D'aucuns critiquent une mesure « constructiviste et
collectiviste de plus, qui ne satisfera que les amateurs d'aubaines », tandis qu'au Parti socialiste, on
déplore que soit réhabilitée la théorie du
« chômage volontaire ».
Benoît
Hamon et Liêm Hoang-Ngoc
expliquent ainsi le chômage (9,2%
pour le premier trimestre 2011 selon l'INSEE) par le manque
d'opportunités plutôt que par l'oisiveté. Mais comment
expliquer ce manque d'opportunités autrement que par l'intervention de
l'État (salaire minimum, charges sociales, etc.) ? En France, le
chômage est, de fait, voulu soit par le demandeur d'emploi, qui peut se
permettre de refuser un emploi jugé insuffisamment rentable, soit par
le gouvernement, dont la politique « sociale » (pour ne
pas dire socialiste) dissuade les employeurs d'employer.
Des
socialistes contre une mesure d'inspiration socialiste
Il
est difficile de comprendre l'hostilité des socialistes à une
mesure censée corriger le problème de l'assistanat sans
remettre en question les acquis sociaux. C'est d'ailleurs dans cet esprit que
Laurent Wauquiez proposait, il y a deux mois, que
la loi exige des allocataires du RSA cinq
heures de « service social » par semaine.
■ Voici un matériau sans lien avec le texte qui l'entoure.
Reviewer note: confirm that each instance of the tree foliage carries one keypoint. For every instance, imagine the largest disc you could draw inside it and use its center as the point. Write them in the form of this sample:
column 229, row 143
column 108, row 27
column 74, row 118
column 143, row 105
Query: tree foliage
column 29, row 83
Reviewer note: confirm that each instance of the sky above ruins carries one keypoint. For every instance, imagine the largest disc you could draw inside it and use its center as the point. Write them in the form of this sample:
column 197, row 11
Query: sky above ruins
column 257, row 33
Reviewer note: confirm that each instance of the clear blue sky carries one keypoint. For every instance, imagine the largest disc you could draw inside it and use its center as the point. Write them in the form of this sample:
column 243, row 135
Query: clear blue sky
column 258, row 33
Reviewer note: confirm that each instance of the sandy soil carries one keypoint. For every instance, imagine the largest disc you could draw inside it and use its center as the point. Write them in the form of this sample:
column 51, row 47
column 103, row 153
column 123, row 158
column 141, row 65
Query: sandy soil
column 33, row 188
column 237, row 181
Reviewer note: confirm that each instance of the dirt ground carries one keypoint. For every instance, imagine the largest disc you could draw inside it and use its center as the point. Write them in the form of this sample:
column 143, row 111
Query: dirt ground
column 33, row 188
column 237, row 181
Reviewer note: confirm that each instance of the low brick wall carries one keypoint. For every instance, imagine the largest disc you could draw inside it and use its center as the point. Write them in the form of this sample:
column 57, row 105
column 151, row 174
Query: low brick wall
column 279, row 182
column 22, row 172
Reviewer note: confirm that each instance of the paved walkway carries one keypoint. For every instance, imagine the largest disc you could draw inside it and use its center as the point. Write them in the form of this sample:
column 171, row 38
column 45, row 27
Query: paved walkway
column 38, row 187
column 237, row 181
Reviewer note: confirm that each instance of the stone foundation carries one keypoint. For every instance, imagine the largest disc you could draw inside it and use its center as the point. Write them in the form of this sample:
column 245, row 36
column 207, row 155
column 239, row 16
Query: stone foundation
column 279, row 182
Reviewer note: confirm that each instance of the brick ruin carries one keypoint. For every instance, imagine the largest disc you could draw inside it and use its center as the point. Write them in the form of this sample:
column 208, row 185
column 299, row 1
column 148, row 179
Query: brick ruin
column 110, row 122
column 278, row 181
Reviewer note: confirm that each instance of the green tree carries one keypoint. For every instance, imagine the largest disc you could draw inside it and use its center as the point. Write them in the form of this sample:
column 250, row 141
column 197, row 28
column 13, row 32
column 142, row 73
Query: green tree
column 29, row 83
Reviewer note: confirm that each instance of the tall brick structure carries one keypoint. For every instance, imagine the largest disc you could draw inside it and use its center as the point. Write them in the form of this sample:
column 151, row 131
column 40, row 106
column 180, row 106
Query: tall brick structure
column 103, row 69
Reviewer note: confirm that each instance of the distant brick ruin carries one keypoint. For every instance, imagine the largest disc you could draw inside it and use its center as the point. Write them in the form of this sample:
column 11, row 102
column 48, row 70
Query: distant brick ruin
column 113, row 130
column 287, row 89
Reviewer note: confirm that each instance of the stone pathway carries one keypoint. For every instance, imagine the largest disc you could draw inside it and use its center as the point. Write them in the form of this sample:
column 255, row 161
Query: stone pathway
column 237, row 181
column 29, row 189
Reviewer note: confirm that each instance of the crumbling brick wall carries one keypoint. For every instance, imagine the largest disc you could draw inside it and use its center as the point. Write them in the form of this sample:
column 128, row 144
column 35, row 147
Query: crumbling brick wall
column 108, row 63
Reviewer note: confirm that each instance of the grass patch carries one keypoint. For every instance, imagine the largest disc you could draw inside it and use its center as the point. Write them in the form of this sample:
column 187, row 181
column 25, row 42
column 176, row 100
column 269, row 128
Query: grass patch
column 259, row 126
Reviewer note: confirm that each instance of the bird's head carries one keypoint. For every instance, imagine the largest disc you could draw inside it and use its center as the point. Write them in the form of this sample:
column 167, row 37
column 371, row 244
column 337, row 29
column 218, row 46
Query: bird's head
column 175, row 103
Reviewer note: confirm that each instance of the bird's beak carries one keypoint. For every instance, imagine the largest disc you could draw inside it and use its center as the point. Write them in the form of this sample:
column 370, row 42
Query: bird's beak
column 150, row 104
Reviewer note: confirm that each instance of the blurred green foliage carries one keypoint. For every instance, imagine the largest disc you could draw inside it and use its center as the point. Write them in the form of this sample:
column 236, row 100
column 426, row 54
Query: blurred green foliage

Présenté par le Ministre chargé des affaires
européennes comme une contrepartie, et dénoncé comme
telle par l'opposition, ce bénévolat ne vise évidemment
pas à compenser les aides versées (vingt heures de nettoyage
dans une école ne valent pas 700,49 euros), mais à préserver
la « culture du travail », thème central de la
campagne de Nicolas Sarkozy en 2007.
En
somme, le principe des contreparties s'inscrit dans une logique dite
d'insertion, servant à rassurer le contribuable sur
l'efficacité du modèle social. La proposition de Laurent Wauquiez, comme
la réforme des retraites, oppose au socialisme inconséquent
du PS le socialisme cohérent et « durable » de
l'UMP. Un
sondage d'OpinionWay a d'ailleurs
révélé que les sympathisants d'extrême gauche
(66%) étaient, comme ceux du Modem (79%), de l'UMP (89%) et de
l'extrême-droite (83%), particulièrement favorables à
cette idée, les sympathisants du PS ne l'approuvant, eux, qu'à
51%. Ce n'est pas la gauche qui se « droitise ».
Ce sont plutôt les références idéologiques du
socialisme qui font consensus, au point que les partis de droite et du centre
se font concurrence pour sauver le socialisme.
L'opposition
socialiste à la politique économique et
« sociale » du gouvernement dissimule une réelle
convergence de vues sur le rôle de l'État et l'efficacité
de ses interventions. C'est ennuyeux pour les partis de gauche, qui
décemment ne peuvent reprocher à l'UMP de vouloir
préserver le modèle social. C'est catastrophique pour les
chômeurs que le « socialisme cohérent » du
gouvernement n'aidera pas à retrouver un emploi.